Do your eyes feel strained? Staring at a computer screen all day can make eyes feel dry, red, itchy, blurred, or cause headaches. Being situated too close to the computer screen, glare and lighting effects on the screen, strained eyes from reading across a screen, and often blinking less when working on a computer can cause discomfort to the eyes.

To do: Use the 20-20-20 rule: every 20 minutes, look away from your computer at an object about 20 feet away for 20 seconds to give your eyes a chance to reset their focus. Adjust lighting and reduce glare by checking common sources that are above you and behind you, including fluorescent lighting and sunlight. Stay at least 20 inches from computer, but not too far from the screen. Adjust your text size and brightness/contrast in your computer settings or look into accessories that are designed to help reduce eye strain. Also, remember to blink more to naturally lubricate your eyes.

Do you feel unproductive? You are unsure where the day went and you have incomplete tasks. Maybe you find yourself jumping around from task to task thinking you are multi-tasking but really not getting much accomplished. Research shows that the brain’s capacity for processing more than one task simultaneously is sharply limited and the brain needs to attend to one task at a time. Although, we might think that we are multi-tasking, our brain is rapidly switching its attention resources back and forth from one task to the next.

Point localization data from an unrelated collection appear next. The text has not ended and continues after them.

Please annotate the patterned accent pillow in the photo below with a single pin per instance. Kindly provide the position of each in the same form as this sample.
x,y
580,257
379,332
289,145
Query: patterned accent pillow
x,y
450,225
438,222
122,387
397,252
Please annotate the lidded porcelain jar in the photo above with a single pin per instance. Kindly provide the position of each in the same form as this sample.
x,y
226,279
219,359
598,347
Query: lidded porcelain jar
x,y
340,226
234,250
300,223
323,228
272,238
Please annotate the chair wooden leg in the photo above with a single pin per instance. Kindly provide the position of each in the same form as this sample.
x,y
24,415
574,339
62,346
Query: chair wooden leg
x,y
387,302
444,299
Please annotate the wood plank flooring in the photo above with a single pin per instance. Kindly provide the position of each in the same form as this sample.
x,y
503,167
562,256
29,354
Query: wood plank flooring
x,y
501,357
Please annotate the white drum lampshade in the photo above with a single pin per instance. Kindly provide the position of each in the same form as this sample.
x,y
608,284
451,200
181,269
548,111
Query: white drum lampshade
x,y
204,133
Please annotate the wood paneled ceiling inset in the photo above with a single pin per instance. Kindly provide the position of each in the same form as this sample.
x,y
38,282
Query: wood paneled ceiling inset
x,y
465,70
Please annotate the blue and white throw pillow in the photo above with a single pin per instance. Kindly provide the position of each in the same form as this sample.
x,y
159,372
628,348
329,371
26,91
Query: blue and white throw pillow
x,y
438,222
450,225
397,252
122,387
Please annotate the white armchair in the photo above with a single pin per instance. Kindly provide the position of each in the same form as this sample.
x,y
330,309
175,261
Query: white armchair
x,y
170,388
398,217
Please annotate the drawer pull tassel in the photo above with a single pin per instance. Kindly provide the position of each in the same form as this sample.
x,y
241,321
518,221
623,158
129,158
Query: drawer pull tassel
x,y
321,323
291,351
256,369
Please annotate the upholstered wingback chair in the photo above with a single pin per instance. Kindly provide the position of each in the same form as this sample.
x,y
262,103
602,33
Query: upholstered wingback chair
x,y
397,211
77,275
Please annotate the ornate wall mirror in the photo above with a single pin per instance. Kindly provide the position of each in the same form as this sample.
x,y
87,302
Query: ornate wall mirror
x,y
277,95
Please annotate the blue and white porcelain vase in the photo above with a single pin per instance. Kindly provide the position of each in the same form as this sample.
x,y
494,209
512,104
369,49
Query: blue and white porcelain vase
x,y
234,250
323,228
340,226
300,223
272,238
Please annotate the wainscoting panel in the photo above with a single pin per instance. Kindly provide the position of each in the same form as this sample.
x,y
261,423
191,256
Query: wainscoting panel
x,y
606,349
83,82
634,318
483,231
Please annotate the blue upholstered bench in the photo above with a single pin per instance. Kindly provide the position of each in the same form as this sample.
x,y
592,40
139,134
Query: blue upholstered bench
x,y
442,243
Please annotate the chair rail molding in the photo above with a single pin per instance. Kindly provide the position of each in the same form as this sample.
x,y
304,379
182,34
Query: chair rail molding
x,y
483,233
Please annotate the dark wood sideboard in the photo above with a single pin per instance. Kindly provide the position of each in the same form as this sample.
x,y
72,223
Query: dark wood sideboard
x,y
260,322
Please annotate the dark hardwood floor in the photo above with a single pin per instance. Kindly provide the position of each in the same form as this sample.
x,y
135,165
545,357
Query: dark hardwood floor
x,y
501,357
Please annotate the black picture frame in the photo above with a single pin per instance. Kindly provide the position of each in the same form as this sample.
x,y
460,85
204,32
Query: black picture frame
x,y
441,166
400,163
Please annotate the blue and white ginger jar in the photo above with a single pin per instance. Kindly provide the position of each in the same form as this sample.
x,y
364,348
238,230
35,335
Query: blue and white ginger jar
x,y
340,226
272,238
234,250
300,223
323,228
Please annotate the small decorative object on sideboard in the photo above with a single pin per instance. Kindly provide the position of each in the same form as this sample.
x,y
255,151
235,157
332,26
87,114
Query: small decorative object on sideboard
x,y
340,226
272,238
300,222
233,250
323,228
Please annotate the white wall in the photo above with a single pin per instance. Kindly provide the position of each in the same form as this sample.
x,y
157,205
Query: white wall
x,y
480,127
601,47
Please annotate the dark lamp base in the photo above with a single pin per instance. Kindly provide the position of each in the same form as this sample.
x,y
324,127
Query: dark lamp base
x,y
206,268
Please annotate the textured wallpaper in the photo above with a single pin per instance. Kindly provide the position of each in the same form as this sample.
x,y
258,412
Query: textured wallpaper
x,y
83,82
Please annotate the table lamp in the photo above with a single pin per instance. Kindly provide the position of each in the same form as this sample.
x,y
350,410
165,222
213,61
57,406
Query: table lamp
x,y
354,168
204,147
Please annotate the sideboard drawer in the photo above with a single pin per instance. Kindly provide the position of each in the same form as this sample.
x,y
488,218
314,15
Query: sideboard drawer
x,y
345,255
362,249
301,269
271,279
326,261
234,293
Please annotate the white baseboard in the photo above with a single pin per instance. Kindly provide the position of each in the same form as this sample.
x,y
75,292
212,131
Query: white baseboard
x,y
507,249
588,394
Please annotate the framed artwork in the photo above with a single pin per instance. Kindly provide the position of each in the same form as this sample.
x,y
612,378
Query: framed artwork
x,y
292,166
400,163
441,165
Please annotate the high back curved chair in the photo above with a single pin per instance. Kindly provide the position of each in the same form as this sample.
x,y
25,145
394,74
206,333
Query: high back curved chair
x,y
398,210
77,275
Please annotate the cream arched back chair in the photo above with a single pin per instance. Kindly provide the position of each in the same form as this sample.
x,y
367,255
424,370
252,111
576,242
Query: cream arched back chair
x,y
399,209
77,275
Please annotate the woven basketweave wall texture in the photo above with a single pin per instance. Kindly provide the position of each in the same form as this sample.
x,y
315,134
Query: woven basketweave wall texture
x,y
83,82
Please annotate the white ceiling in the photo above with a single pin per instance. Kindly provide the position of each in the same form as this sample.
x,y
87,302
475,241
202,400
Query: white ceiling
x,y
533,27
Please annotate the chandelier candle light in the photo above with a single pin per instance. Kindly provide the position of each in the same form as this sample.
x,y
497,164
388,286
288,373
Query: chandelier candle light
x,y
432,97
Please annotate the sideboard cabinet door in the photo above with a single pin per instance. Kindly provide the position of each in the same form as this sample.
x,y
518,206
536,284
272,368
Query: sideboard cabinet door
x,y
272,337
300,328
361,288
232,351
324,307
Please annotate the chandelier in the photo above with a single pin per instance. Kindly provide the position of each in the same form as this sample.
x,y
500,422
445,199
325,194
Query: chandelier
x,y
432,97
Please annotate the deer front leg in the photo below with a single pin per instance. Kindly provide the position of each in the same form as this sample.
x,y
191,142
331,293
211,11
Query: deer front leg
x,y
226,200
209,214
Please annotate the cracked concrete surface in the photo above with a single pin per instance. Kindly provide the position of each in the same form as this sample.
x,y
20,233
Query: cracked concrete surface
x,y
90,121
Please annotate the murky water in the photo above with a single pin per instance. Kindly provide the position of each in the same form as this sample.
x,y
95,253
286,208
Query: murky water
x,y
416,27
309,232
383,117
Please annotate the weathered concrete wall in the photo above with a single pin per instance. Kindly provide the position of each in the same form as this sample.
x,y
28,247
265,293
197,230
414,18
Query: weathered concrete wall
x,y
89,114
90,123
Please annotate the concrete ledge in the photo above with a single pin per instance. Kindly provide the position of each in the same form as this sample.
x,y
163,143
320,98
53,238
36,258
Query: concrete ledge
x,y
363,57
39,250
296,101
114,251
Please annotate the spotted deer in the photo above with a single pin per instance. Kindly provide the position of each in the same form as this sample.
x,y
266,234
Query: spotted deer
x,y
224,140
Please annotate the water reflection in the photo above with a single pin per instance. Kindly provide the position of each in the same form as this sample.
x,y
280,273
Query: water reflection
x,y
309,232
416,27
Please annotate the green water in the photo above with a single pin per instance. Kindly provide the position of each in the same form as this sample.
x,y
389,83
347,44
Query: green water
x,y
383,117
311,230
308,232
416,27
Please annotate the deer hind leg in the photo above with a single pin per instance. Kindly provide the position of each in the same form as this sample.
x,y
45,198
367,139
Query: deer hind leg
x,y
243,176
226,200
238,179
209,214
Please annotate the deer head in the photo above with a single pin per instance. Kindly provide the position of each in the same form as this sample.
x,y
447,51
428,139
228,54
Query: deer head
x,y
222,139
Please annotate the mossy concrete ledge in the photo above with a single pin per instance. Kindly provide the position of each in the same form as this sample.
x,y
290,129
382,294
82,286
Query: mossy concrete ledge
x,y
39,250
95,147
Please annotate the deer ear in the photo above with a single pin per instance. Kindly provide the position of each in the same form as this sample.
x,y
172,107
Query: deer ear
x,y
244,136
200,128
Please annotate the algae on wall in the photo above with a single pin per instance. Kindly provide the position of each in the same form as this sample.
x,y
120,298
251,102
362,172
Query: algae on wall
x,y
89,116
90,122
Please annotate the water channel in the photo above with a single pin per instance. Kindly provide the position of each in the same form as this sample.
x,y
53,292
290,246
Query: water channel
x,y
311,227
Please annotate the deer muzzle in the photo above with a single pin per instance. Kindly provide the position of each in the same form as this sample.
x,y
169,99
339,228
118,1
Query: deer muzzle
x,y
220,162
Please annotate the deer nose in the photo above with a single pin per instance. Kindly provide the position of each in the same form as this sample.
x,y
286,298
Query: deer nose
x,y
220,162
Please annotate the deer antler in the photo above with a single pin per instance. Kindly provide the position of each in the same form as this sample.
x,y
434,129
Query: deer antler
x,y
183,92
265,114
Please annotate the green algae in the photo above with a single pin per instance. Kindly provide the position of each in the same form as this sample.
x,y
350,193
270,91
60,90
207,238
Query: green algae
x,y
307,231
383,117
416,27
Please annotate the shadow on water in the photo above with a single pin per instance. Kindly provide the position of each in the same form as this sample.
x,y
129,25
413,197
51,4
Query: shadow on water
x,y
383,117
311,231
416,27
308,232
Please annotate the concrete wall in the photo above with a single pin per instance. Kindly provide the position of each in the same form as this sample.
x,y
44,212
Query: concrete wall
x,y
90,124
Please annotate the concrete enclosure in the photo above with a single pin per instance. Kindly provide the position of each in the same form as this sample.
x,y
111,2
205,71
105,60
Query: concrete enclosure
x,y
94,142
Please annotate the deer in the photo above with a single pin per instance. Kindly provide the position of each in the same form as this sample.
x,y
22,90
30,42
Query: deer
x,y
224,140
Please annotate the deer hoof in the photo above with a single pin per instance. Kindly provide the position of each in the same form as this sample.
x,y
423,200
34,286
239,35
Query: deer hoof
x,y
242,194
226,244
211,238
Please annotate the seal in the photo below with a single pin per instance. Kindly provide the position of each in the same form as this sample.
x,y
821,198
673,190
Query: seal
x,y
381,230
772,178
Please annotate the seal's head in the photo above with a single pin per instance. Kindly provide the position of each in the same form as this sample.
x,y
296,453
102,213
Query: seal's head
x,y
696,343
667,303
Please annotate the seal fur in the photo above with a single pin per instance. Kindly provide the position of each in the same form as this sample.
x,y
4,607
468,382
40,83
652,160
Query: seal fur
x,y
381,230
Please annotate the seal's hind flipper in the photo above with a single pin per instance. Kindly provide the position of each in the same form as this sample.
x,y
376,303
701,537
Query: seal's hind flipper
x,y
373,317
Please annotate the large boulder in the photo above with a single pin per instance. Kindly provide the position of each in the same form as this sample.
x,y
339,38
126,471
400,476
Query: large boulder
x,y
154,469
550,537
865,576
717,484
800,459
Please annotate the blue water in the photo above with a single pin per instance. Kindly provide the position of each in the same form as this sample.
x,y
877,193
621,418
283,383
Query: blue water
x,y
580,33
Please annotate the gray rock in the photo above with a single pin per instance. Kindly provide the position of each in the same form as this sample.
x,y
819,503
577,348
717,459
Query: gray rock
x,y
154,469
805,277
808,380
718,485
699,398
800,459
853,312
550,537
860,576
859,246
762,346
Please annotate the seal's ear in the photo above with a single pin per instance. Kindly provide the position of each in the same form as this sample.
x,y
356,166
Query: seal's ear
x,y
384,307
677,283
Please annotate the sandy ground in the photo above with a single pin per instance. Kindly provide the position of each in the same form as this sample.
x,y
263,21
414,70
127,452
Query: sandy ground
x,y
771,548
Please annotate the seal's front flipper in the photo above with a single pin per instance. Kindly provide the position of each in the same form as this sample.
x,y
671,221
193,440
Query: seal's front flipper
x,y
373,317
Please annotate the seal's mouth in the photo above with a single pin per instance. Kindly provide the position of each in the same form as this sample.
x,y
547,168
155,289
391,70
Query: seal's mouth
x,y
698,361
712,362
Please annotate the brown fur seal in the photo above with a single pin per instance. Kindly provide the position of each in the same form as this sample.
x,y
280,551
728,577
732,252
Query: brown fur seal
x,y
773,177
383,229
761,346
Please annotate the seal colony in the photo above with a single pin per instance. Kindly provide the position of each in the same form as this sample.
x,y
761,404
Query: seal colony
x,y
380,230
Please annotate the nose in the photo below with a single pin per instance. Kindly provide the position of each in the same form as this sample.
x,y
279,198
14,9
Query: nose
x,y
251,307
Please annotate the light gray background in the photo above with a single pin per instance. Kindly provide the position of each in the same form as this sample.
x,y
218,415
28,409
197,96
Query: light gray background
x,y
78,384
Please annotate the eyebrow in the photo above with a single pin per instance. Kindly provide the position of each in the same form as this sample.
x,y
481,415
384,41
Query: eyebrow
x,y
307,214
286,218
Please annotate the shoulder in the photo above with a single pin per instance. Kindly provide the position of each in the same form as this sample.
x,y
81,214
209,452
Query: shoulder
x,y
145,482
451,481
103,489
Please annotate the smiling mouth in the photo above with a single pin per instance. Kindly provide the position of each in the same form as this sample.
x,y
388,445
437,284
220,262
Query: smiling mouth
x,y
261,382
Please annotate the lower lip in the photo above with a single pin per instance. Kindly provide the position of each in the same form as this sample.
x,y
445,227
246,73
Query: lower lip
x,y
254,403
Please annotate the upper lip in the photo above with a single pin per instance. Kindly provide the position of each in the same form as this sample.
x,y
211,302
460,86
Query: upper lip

To do: Focus on sequential tasking by giving your full attention to one task at a time. Start in 15 minute intervals. Some studies suggest it takes the brain up to 50 percent more time to do two or more tasks at once because it splits our attention and slows our processing speed. So take it one task at a time.

These are just a few things to start looking at during your workday, but work health can also include improving communication with colleagues, resolving conflict, being flexible with change, and career growth. Your EAP can help.